How to unlock valuable personal data for analysis: shedding light on the byzantine world of privacy-enhancing technology
At the heart of privacy preserving data analysis lies a fundamental paradox: privacy preservation aims to hide, while data analysis aims to reveal. The two concepts may seem completely irreconcilable at first, but – using the right approach – they need not be. To help you find this right approach for your specific use case, I discuss both the potential and the limitations of different solution concepts, ranging from de-identification to encryption.
First things first: why data privacy matters
In this day and age, the significance of data privacy for individuals is widely agreed upon. It is worth noting, however, that privacy is an important issue not only for individuals, but also for businesses. Firstly, businesses are obliged by law to protect the personal data with which they have been entrusted. This need for compliance with legal frameworks makes data privacy a crucial topic in business. Many of the legal frameworks which regulate businesses’ use of personal data have long been in place. In Europe, they have recently undergone a substantial upgrade due to the GDPR. Partly derived from this legal obligation is the second reason why businesses care about data privacy: reputation.
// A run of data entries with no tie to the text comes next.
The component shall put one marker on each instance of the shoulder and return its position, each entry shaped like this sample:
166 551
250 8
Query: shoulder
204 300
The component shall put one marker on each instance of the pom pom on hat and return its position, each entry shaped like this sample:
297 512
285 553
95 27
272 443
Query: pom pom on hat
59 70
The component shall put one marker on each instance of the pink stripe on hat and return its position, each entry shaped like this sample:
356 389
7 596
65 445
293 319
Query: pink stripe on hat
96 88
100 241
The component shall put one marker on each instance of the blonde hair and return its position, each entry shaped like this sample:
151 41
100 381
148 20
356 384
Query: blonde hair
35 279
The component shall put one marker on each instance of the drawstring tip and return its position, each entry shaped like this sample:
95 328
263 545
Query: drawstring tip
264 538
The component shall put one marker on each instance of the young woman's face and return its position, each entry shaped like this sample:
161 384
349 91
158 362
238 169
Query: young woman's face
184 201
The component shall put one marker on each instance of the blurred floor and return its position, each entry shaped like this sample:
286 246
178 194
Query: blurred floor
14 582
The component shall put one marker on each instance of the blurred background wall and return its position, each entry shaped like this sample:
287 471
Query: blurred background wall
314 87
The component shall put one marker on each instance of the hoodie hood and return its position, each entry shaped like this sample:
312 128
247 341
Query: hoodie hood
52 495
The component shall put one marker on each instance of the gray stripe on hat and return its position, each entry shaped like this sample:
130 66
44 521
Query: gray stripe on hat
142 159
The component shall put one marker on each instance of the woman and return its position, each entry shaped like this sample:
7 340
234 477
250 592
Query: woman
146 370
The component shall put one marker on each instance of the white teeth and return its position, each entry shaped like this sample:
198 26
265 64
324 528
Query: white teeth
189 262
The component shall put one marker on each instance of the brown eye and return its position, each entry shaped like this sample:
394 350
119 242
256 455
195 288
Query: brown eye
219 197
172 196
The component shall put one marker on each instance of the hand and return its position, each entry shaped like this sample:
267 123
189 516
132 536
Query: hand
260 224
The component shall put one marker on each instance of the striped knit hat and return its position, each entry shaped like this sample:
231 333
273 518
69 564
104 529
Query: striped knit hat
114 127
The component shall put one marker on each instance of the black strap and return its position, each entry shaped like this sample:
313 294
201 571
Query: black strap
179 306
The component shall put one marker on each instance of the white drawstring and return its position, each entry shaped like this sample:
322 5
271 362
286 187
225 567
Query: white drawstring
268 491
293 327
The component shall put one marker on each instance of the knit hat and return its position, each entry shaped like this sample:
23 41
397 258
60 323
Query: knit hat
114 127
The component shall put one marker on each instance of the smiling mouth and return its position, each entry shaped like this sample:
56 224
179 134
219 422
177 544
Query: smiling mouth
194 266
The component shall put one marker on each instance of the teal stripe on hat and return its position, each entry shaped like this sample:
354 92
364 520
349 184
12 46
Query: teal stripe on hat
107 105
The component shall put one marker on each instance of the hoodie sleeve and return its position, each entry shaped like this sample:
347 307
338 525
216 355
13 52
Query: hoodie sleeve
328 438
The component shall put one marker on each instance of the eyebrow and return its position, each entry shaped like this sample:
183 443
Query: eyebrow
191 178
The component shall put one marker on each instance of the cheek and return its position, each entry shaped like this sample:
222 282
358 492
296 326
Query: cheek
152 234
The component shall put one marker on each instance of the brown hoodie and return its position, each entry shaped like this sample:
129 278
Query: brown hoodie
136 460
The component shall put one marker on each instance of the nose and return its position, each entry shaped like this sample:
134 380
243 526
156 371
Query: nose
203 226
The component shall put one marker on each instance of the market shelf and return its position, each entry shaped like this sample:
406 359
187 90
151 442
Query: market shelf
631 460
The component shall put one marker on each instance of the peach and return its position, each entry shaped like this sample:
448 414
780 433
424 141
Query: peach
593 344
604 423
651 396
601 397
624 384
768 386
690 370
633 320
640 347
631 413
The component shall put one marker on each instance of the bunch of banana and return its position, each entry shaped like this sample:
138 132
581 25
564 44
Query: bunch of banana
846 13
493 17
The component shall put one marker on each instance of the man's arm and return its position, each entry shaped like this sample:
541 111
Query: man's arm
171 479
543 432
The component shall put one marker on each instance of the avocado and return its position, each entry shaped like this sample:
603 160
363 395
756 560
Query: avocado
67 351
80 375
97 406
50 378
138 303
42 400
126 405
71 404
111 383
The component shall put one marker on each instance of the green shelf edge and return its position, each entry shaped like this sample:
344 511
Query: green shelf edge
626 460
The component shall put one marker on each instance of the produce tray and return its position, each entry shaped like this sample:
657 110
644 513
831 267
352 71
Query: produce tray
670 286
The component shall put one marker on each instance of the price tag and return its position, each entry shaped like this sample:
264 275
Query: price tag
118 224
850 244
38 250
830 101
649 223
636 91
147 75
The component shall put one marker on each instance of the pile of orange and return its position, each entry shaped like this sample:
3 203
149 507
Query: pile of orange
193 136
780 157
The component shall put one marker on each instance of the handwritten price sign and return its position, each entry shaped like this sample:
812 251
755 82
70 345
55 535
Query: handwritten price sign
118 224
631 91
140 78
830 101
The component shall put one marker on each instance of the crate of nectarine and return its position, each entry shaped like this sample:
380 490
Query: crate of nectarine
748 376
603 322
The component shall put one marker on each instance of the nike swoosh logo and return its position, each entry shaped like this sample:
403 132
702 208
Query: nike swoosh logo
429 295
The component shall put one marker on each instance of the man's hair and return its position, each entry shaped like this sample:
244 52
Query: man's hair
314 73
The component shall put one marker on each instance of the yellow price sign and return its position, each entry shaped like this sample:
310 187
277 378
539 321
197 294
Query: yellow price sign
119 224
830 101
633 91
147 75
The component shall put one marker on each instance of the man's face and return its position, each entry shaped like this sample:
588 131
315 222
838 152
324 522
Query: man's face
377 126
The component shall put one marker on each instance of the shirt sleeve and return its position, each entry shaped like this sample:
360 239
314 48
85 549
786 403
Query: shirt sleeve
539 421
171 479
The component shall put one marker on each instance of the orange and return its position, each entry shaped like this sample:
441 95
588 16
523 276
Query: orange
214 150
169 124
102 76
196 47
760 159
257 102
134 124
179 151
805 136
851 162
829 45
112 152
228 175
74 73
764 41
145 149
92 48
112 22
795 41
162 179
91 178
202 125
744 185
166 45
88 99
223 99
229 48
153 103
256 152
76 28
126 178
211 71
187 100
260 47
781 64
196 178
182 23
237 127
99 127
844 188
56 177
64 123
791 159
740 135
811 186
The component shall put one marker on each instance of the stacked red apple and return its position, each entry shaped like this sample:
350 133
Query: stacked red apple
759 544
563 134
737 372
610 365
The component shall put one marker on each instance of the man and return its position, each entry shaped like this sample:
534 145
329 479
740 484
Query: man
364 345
Non-compliance with data protection law and careless handling of personal data can cause severe reputational damage that may subdue a company’s revenues and share prices. The third reason for businesses to care about data privacy is the need to protect their own sensitive data rather than that of their customers. Naturally, protecting intellectual property and confidential business information is inherently important to all players in a market economy.
Privacy and data science: challenges and solutions
As digital transformation has been gathering pace, data science has become an indispensable discipline across all industries. The simultaneous need for data privacy and data-driven decision making calls for solutions to reconcile the two. Several technologies are being developed to break the inevitable trade-off between data utility and data privacy. Their applicability varies greatly between different data analysis tasks. Generally speaking, those tasks that require high data granularity, such as machine learning, are more difficult to conduct in a privacy preserving manner. In similar fashion, more open-ended investigations that require high flexibility, such as exploratory data analysis, become virtually impossible when privacy protection is high. Basic analytics and data sharing, on the other hand, can often be facilitated quite well in a privacy preserving way by employing de-identification technologies such as anonymization and pseudonymization.
Taming the PET tangle
The universe of Privacy Enhancing Technologies (PET) is messy and vague, as terms and concepts are often used interchangeably. The general lack of structure in this sphere makes PETs frustratingly difficult for non-experts to understand. To avoid this kind of confusion, I have categorized the PETs used in data science into two main buckets: de-identification and encryption. The figure below gives an overview of that categorization, listing well-known techniques in the respective buckets. The list is by no means complete, but it provides an intuition of our approach to PET structuring.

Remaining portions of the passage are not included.